Selanjutnya, di Kabupaten Bogor terdapat beberapa rumah dan bangunan rusak di Kecamatan Sukajaya, Kecamata Nanggung, Kecamatan Megamendung, Kecamatan Caringin dan Kecamatan Cijeruk. Sebanyak tujuh rumah rusak berat dan lima rumah rusak ringan. “Data akan bertambah karena diperkirakan masih terdapat bangunan yang rusak,” katanya.

Dia mengatakan di Jakarta, Tangerang Selatan dan Bogor masyarakat merasakan guncangan gempa dengan skala IV-V MMI yang tergolong ringan hingga sedang. Akibat guncangan itu masyarakat berhamburan keluar bangunan dan rumah.

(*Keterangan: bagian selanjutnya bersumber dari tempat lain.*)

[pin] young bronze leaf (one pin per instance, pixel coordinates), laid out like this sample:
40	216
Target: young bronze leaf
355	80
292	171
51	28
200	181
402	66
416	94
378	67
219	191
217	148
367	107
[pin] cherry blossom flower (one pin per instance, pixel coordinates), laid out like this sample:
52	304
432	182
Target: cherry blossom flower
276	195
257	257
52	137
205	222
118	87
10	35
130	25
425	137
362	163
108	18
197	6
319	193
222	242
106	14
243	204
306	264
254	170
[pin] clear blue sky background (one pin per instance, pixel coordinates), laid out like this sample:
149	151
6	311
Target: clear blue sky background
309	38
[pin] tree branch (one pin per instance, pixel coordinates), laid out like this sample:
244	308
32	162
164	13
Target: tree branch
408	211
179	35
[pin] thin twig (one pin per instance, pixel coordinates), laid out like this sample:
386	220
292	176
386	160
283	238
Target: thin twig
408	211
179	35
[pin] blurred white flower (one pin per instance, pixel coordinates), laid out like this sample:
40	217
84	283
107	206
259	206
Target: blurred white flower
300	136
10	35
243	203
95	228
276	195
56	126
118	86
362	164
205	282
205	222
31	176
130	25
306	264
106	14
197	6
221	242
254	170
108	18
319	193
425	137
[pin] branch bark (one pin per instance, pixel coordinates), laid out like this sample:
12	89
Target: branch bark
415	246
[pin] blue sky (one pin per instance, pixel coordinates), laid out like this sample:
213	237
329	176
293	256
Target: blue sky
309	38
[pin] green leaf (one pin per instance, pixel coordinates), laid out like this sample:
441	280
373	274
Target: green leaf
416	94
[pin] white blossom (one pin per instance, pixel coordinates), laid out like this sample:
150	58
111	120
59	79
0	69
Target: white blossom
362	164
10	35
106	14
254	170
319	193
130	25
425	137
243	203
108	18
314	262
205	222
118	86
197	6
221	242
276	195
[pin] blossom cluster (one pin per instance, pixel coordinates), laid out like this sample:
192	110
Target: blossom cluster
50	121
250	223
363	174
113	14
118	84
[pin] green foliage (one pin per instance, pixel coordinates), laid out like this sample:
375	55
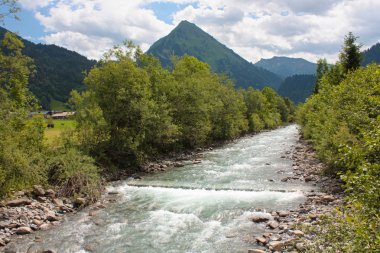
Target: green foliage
350	56
11	8
322	69
371	55
298	88
343	123
134	109
188	39
24	159
74	173
265	109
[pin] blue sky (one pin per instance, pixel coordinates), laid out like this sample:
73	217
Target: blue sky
254	29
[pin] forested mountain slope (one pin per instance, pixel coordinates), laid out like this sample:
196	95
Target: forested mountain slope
189	39
58	71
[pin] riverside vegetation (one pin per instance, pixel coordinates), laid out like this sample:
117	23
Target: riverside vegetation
343	122
132	111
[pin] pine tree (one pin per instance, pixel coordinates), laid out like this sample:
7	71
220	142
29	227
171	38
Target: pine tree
350	57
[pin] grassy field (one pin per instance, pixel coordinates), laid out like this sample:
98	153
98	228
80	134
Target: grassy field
59	126
59	106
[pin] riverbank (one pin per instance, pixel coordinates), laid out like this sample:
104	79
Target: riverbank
285	228
281	225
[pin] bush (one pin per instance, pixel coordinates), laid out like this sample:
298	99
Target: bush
343	123
74	173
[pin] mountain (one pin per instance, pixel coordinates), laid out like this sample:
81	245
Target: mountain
298	87
285	66
58	72
371	55
189	39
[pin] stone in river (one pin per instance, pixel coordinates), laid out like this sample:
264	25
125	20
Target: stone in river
276	246
273	224
256	251
261	217
261	240
24	230
38	190
19	202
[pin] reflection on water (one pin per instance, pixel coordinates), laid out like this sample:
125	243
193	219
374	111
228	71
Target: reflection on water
197	208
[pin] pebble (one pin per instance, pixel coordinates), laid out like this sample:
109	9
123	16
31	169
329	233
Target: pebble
273	224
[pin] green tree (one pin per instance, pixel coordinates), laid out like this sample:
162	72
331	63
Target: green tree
350	57
10	7
322	69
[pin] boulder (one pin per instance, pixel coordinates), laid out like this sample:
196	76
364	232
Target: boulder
261	240
19	202
327	198
45	226
283	213
276	245
58	202
80	201
256	251
50	193
38	190
298	233
261	217
273	224
24	230
50	216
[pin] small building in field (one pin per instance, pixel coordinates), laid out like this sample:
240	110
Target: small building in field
60	115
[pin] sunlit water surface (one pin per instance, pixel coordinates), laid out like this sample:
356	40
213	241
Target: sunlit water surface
197	208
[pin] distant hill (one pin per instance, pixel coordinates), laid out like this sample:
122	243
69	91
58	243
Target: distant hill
371	55
298	87
189	39
58	71
285	66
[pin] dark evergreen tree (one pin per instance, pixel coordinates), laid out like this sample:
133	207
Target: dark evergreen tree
322	69
350	57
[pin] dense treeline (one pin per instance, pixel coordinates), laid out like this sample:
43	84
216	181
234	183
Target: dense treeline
134	109
24	158
298	87
343	122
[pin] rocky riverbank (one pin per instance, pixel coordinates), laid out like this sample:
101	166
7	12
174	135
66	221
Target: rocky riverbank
283	227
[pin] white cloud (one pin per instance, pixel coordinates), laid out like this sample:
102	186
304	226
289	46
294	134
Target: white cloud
33	4
91	46
255	29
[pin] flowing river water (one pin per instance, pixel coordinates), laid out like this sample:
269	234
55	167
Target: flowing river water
201	207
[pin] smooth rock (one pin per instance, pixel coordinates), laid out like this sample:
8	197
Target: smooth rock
45	226
283	213
35	248
50	216
300	246
273	224
328	198
298	233
50	193
19	202
38	190
261	217
275	245
261	240
58	202
24	230
80	201
256	251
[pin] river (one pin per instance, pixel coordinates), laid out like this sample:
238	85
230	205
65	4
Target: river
201	207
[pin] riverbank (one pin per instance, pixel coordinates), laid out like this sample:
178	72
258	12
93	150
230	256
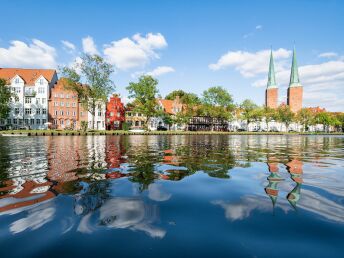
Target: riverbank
120	132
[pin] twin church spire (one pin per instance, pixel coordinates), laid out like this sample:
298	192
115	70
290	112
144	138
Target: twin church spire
295	91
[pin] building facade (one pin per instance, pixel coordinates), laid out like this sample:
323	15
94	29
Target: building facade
65	109
32	87
115	113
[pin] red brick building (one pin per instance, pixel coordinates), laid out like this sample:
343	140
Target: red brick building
65	110
115	113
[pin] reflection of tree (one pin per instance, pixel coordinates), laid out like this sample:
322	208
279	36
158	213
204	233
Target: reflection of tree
91	197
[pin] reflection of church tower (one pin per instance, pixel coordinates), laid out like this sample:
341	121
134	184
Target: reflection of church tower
274	179
295	169
295	90
271	93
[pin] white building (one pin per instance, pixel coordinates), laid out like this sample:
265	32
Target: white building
32	86
99	117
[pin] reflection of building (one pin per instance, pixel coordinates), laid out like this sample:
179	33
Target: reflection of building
295	168
32	87
274	179
65	110
115	113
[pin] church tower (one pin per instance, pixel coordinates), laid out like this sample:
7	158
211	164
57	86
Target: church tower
271	93
295	90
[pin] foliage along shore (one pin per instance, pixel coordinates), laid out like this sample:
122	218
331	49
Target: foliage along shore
121	132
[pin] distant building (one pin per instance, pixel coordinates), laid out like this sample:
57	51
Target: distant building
65	109
32	87
115	113
271	92
295	89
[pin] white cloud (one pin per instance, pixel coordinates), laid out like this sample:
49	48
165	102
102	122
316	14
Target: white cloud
250	64
160	70
70	47
133	52
37	54
89	46
328	55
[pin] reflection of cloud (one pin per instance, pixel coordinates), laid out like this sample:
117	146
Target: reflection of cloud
124	213
156	193
242	210
36	219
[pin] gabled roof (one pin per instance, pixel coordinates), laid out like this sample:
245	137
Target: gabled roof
28	75
167	105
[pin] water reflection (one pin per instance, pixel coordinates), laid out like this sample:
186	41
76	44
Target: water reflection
293	173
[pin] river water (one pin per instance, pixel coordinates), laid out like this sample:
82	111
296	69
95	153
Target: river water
172	196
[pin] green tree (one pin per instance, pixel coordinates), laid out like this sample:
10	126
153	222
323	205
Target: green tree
144	93
6	96
95	72
285	115
248	108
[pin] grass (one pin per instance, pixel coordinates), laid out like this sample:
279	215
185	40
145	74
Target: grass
121	132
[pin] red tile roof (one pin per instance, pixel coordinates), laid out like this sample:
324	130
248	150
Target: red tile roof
28	75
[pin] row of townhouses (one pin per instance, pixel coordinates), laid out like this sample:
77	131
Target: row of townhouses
44	102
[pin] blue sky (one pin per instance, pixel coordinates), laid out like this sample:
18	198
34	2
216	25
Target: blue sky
189	45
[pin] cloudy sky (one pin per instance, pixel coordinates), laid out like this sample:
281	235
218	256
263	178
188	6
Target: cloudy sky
189	45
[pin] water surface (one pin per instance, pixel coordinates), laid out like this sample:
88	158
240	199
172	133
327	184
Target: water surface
172	196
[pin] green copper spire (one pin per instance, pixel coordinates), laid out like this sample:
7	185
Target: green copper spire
294	75
271	75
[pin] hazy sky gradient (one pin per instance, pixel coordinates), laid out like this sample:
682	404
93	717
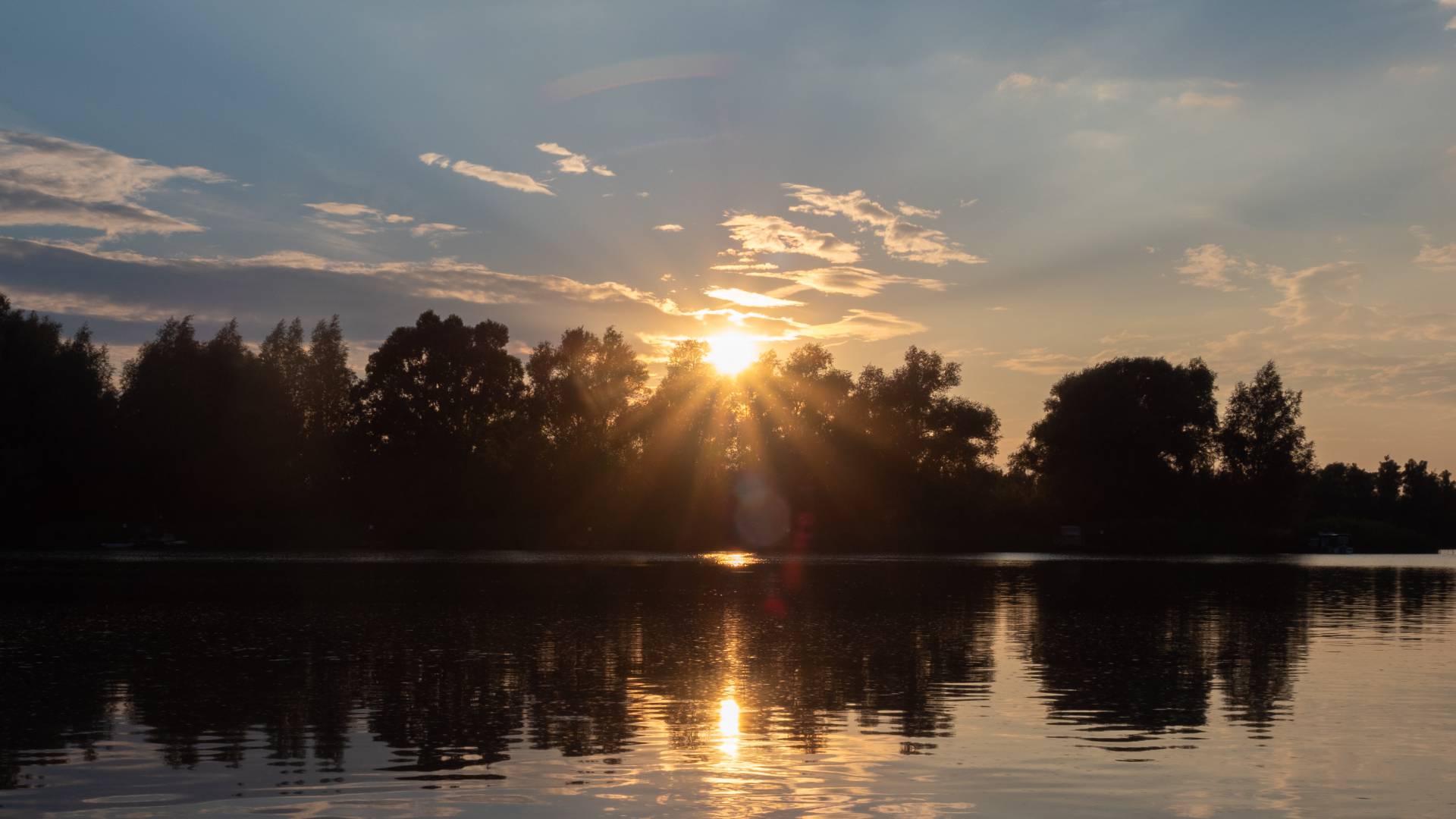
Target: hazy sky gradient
1028	188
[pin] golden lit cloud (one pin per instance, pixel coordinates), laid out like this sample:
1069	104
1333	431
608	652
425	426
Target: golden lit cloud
843	280
746	299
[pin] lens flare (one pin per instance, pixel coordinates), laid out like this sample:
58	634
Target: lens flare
731	353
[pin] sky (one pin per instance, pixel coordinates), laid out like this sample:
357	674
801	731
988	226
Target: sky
1027	188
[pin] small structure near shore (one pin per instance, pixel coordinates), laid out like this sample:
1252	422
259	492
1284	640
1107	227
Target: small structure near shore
1069	537
1331	544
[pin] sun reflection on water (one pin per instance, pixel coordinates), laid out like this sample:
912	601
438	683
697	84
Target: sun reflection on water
728	726
733	560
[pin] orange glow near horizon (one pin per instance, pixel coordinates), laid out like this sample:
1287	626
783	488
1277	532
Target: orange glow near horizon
731	353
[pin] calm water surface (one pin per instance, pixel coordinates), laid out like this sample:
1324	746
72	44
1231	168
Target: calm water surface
647	687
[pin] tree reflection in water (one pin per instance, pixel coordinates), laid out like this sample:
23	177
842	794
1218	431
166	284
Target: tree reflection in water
456	667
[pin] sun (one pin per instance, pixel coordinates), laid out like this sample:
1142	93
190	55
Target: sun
731	353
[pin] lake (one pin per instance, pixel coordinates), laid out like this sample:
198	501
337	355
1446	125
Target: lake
638	686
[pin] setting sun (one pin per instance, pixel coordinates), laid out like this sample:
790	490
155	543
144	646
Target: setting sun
731	353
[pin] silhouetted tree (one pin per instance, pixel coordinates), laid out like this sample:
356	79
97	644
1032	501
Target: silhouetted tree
212	433
55	422
438	414
1125	439
1264	449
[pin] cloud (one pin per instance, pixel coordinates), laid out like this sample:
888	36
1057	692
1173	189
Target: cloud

Masyarakat yang berada di perkantoran, apartemen, hotel dan bangunan yang tinggi, kata dia, merasakan guncangan lebih keras sehingga panik dan berhamburan keluar bangunan. Mereka berkumpul di beberapa tempat yang aman.

“Masyarakat diimbau untuk tenang. Jangan terpancing pada isu-isu yang menyesatkan bahwa akan terjadi gempa susulan yang lebih besar. Iptek belum mampu memprediksi gempa secara pasti. Wilayah Selatan Jawa memang rawan gempa sehingga harus diwaspadai. Saat merasakan guncangan gempa segera keluar rumah atau mencari tempat-tempat yang aman,” kata dia.